More immediately, however, I was (given this fascination of mine) obviously unable to ignore Ray's mention of a global flooding visualiser at flood.firetree.net. Hardly had I finished reading his post than I was over there and (of course!) flooding Wiltshire to see the effect on (where else?) Trowbridge.

There is, alas (or perhaps, if you are an inhabitant of Wiltshire, fortunately) no way to flood the countryside around Trowbridge to such a depth that trawlers could realistically operate out of the town. At thirty metres rise in sea level, Trowbridge would remain landlocked. At thirty five metres (the site won't do this; I had to revert to manual inspection of Ordnance Survey maps) it would acquire a coastline on a shallow lake in a wetlands region.

Despite its inland location, Trowbridge has a "Bythesea Road". At a little less than forty metres rise in sea level, this would live up to its name by becoming the town's seaside promenade.

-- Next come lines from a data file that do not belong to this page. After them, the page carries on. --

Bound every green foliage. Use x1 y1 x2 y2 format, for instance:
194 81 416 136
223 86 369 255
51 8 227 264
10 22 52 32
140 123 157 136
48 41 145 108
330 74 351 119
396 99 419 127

At forty metres it would become a town on one minor arm of an inland sea (as shown in my illustration here – click it for a larger view).

At fifty, most of the town itself would be submerged, leaving two small parts of it at north east and south west on a pair of islands. At sixty metres it would disappear almost entirely, apart from a few scattered islets at the mercy of the tides just off what would now be the coast of Steeple Ashton ... in a substantial sea which would certainly support a fishing industry but not trawler fleets.

No matter ... I enjoyed the adventure of vicarious post apocalyptic disaster. Tomorrow I shall almost certainly flood somewhere else...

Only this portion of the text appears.